Dès que nous fûmes en voiture, je lui dis, avec la franchise qui était la condition indispensable de notre liaison, qu’il m’était triste et pénible, un jour où j’étais si heureux, de le voir dans une disposition d’esprit qui m’était si fâcheuse.

« Je suis sûr que quelque chose vous a troublé. Pourquoi ne me le dites-vous pas ? demandai-je.

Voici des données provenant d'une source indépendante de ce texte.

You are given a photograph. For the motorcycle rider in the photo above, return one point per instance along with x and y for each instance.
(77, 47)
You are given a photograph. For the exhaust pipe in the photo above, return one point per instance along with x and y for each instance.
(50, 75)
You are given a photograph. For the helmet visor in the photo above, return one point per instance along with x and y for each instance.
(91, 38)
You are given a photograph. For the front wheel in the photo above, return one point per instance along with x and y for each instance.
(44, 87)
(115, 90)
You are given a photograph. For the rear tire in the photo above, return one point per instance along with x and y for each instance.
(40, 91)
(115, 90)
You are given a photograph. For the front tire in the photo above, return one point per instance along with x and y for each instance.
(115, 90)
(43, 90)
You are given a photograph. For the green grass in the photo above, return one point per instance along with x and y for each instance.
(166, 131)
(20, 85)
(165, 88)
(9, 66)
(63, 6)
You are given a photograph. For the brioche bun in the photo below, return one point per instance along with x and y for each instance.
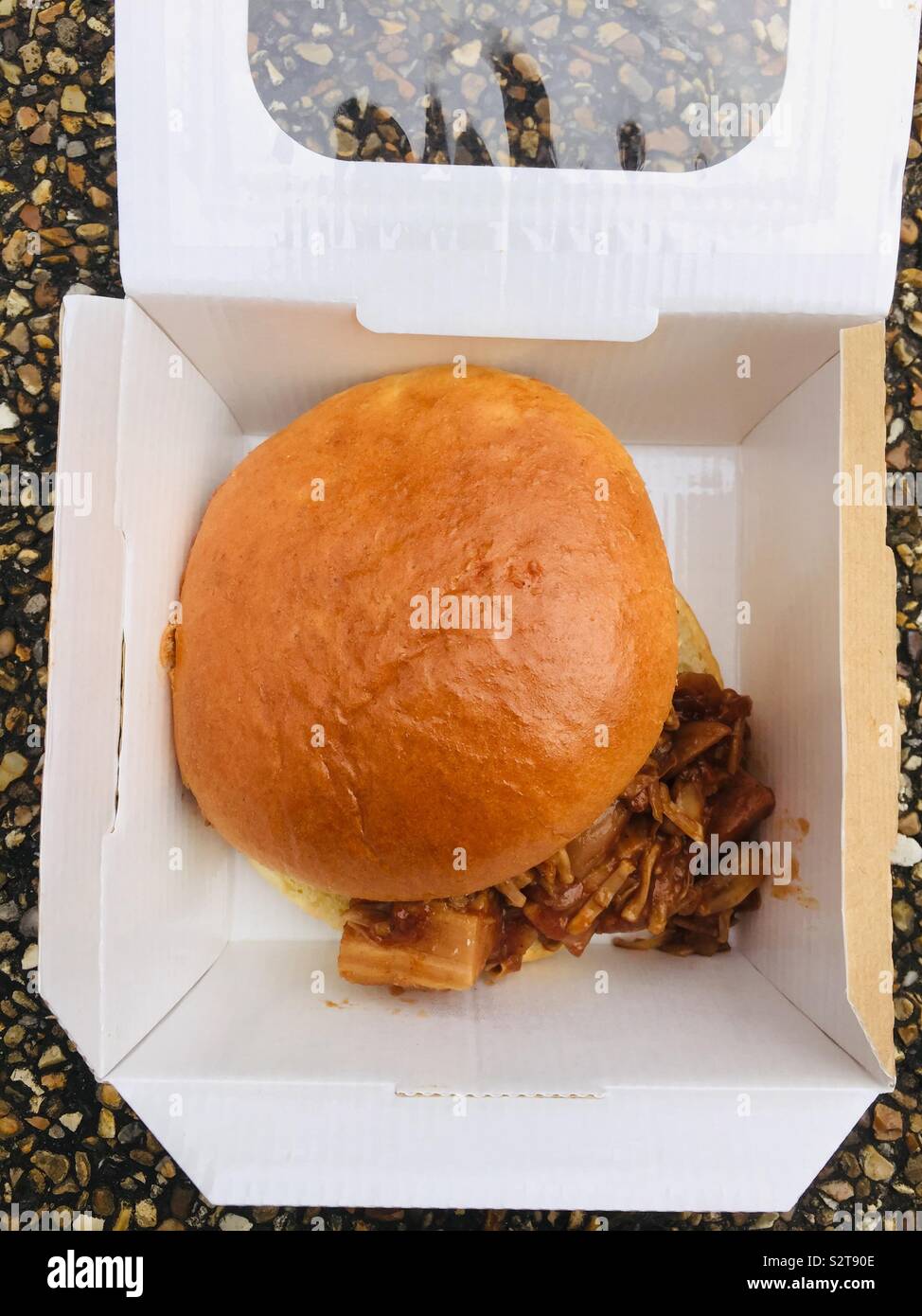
(695, 654)
(341, 746)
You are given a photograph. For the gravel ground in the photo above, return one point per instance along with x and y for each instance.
(64, 1141)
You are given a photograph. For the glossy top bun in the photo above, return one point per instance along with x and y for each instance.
(345, 726)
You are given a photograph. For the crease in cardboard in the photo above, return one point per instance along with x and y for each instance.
(871, 769)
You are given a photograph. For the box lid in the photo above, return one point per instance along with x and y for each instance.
(217, 199)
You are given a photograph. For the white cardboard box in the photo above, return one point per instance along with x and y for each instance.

— Nicolas ! répondit-il sans se hâter, en étirant nerveusement sa tête et en clignant des yeux. Si je vous ai donné ma parole de ne rien vous cacher, vous n’avez pas le droit de me soupçonner de cachotteries. Il est impossible d’être toujours le même, et, si quelque chose m’a troublé, je ne sais pas moi-même quoi. »

« Quelle nature franche et droite ! » pensai-je, et je ne lui parlai plus.

Nous arrivâmes sans rien dire chez Doubkof. L’appartement de Doubkof était, ou me paraissait, une merveille de beauté. Partout des tapis, des tableaux, des rideaux, des tentures aux couleurs vives, des portraits, des fauteuils arrondis, des voltaires ; sur les murs, des armes, des pistolets, des blagues à tabac et des têtes d’animaux sauvages en carton. En voyant le cabinet, je compris sur qui Volodia copiait l’arrangement de sa chambre.